Тесты показали, что он в ясном сознании, быть может даже чересчур ясном, так что его выписали из лечебницы как здорового.
Теперь лишь постоянная подпитка героином и кокаином позволяла ему сохранять грубое подобие прежнего восхитительного безумия. Он зависал, хотя и не с той легкостью, на границе между своим телом и роковой ностальгией по бестелесности. В мягком сгибе его локтя, подобно вулкану, выросла болячка, холмик запекшейся крови и рубцовой ткани, позволявший вгонять иголку инсулинового шприца вертикально, попадая с первого раза, — открытый путь в кровоток, через который, словно через пожарный выход, в любую секунду можно было ввести очередной спидбол и унять ужас заточения в негостеприимном теле, ощущавшемся почти как неродное.
Жизнь Пьера была до крайности упорядоченной. Он бодрствовал двое с половиной суток, потом вмазывался большой дозой героина и спал или, по крайней мере, лежал следующие восемнадцать часов. В периоды бодрствования он продавал наркотики быстро и эффективно — покупатели редко проводили в его черно-белой квартире больше десяти минут.
Было бы крайне неудобно, если бы клиенты умирали у него в ванной, так что он запретил колоться у себя; впрочем, для Патрика очень скоро было сделано исключение. Все прошлое лето Патрик пытался жить в одном режиме с Пьером. Они часто просиживали целые ночи за положенным горизонтально зеркалом, служившим Пьеру столом, голые по пояс, чтобы не закатывать и не опускать рукава, кололись каждые пятнадцать минут и, исходя химически пахнущим потом, говорили на свои любимые темы: как достичь полной бестелесности, как стать свидетелем своей смерти, как оставаться в пограничье, не затронутом теми чертами, которые навязала им предшествующая история жизни, как бессовестны и мелки ненаркоманы и, конечно, как они сами завязали бы, если бы только захотели, — желание, которое ни у того ни у другого надолго не задерживалось.
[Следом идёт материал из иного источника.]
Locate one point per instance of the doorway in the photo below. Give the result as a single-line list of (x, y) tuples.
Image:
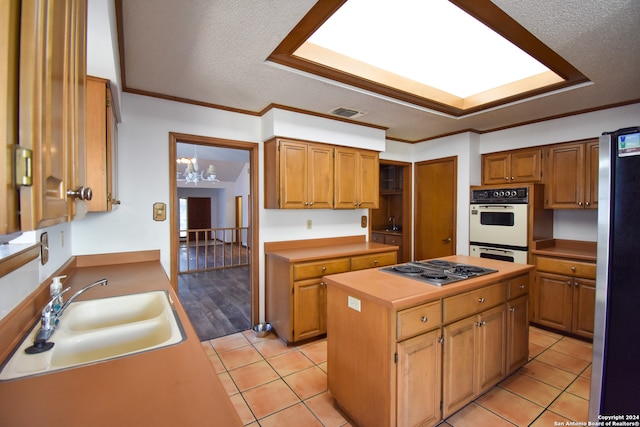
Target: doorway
[(223, 286), (435, 208)]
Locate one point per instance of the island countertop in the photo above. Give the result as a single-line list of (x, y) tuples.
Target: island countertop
[(170, 386), (397, 292)]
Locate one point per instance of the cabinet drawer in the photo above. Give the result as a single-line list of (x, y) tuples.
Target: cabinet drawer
[(416, 320), (567, 267), (468, 303), (518, 286), (361, 262), (309, 270)]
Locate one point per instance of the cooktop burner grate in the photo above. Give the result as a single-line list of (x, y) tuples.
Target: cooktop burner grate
[(438, 272)]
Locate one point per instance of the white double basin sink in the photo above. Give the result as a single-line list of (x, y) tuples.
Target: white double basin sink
[(101, 329)]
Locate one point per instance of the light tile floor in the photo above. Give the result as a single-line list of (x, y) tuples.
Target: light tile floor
[(271, 384)]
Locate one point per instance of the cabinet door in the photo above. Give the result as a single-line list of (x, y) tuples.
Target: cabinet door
[(517, 333), (554, 301), (346, 172), (526, 166), (44, 109), (418, 376), (564, 187), (496, 168), (592, 165), (320, 186), (9, 44), (584, 299), (491, 331), (368, 180), (309, 312), (357, 174), (458, 365), (99, 144), (293, 173)]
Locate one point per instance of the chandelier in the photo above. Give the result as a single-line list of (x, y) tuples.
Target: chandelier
[(192, 172)]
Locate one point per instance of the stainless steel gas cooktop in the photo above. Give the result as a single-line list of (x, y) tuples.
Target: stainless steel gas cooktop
[(437, 272)]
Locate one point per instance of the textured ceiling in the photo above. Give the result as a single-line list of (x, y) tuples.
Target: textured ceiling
[(215, 52)]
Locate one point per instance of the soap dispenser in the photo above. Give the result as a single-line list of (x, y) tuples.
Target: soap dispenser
[(56, 289)]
Черт, подумал Патрик, осушая третий бокал белого вина и быстро подливая себе еще. Нельзя об этом думать.
При таком отце (плак, плак) у Патрика всегда был дефицит авторитетов и ролевых моделей, но в Пьере он наконец нашел пример для подражания и доверенного советчика. Во всяком случае, так было до тех пор, пока Пьер не попытался ограничить его двумя граммами кокса в день вместо семи, которые Патрик считал абсолютно необходимыми.
— Совсем нахер чокнулся! — орал на него Пьер. — Хочешь прихода каждый раз. Ты себя угробишь.
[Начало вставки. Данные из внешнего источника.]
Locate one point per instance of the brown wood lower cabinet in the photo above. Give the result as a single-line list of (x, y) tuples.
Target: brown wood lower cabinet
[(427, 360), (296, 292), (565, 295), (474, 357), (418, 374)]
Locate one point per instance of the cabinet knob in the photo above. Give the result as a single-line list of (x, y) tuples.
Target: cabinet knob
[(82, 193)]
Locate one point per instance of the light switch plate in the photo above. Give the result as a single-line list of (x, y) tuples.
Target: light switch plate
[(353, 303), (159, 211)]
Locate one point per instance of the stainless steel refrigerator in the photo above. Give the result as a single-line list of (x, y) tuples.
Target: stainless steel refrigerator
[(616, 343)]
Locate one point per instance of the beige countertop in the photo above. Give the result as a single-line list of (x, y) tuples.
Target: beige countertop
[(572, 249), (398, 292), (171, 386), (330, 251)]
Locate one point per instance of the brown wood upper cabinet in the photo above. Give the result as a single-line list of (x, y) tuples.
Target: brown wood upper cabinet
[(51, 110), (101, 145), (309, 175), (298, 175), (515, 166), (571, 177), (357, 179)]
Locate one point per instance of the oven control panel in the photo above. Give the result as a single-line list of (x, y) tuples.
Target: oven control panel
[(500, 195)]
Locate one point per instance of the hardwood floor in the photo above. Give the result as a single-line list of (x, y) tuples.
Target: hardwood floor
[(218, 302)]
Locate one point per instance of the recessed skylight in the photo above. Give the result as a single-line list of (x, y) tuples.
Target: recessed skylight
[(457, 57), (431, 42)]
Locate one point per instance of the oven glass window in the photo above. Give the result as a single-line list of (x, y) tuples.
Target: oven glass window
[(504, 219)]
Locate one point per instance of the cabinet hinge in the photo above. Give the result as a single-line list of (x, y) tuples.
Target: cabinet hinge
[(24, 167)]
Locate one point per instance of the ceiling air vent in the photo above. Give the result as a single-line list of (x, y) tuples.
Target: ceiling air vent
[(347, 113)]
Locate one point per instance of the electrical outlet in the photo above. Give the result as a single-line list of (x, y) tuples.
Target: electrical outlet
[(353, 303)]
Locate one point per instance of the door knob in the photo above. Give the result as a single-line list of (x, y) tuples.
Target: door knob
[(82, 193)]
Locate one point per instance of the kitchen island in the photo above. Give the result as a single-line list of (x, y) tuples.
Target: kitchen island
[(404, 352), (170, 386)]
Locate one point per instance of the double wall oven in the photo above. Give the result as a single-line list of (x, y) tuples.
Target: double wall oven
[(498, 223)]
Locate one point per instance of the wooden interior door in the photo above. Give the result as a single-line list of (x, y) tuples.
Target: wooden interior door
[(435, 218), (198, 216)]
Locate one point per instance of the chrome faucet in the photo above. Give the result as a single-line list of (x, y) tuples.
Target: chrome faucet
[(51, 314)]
Эти препирательства подпортили конец лета, но в любом случае Патрику пора было избавляться от сыпи, которая пошла у него по всему телу и воспалилась, а также от язвочек, усыпавших рот, горло и желудок, так что через несколько дней он вылетел в Лондон, чтобы посетить свою любимую клинику.
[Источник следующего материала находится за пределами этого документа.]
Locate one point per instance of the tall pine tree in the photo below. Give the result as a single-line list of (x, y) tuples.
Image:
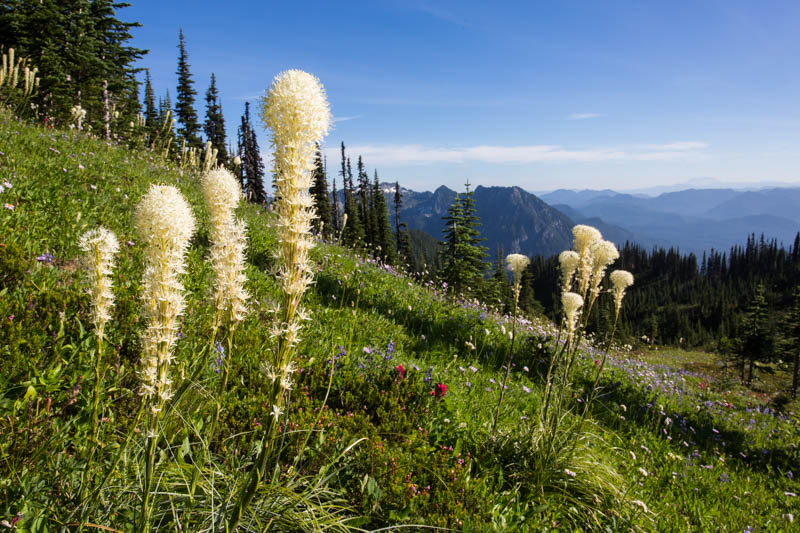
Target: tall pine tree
[(185, 114), (463, 254), (214, 126), (251, 172), (383, 233)]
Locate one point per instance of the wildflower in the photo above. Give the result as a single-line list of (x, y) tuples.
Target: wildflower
[(571, 302), (165, 224), (640, 504), (621, 280), (585, 237), (568, 260), (100, 246)]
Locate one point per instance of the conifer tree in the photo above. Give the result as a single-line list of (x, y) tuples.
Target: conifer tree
[(150, 111), (185, 114), (403, 242), (463, 261), (365, 213), (319, 192), (383, 232), (353, 234), (756, 342), (252, 167), (214, 126), (335, 209), (791, 343)]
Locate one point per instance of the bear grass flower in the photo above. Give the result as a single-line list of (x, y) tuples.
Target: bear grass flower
[(585, 237), (296, 110), (165, 224), (517, 263), (100, 246), (568, 260), (571, 302), (222, 193), (620, 280)]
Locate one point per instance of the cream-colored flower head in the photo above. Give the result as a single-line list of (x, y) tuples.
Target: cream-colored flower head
[(222, 193), (296, 110), (296, 107), (603, 253), (228, 262), (620, 280), (571, 302), (517, 263), (165, 224), (568, 260), (100, 246), (585, 237)]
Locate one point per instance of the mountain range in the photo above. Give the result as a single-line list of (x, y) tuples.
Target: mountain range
[(692, 220)]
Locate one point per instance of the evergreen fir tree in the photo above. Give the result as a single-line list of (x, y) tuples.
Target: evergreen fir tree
[(319, 192), (791, 344), (335, 209), (252, 167), (364, 205), (214, 126), (185, 114), (79, 47), (756, 342), (383, 232), (150, 111), (353, 234)]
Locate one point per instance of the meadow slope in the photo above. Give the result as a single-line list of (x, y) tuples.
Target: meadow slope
[(412, 371)]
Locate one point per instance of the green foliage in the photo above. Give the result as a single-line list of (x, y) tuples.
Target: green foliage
[(462, 254), (214, 126), (78, 45), (722, 462), (185, 113)]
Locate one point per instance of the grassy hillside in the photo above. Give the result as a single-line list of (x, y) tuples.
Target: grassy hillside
[(663, 448)]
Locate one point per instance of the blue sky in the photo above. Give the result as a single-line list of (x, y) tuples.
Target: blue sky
[(543, 95)]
— Oh, les beaux jours[20], — вздохнул он, жадно заглатывая сырую лососину. Потом допил вино, уже совершенно равнодушный к вкусу.
Кто тут еще в этом гнусном ресторане? Удивительно, что Патрик до сих пор не огляделся. А впрочем, ничего особенно удивительного. Они не призывали его разрешить Загадку Чужого Разума, хотя, разумеется, люди, которые, как Виктор, считают, что здесь вообще есть загадка, обычно целиком погружены в исследование работы собственного разума. Странное совпадение.
Патрик с холодностью рептилии обвел глазами сидящих. Он ненавидел их всех, вместе и по отдельности, но особенно — невероятно толстого мужчину, сидящего с блондинкой. Наверняка он ей платит за то, чтобы она скрывала свое отвращение.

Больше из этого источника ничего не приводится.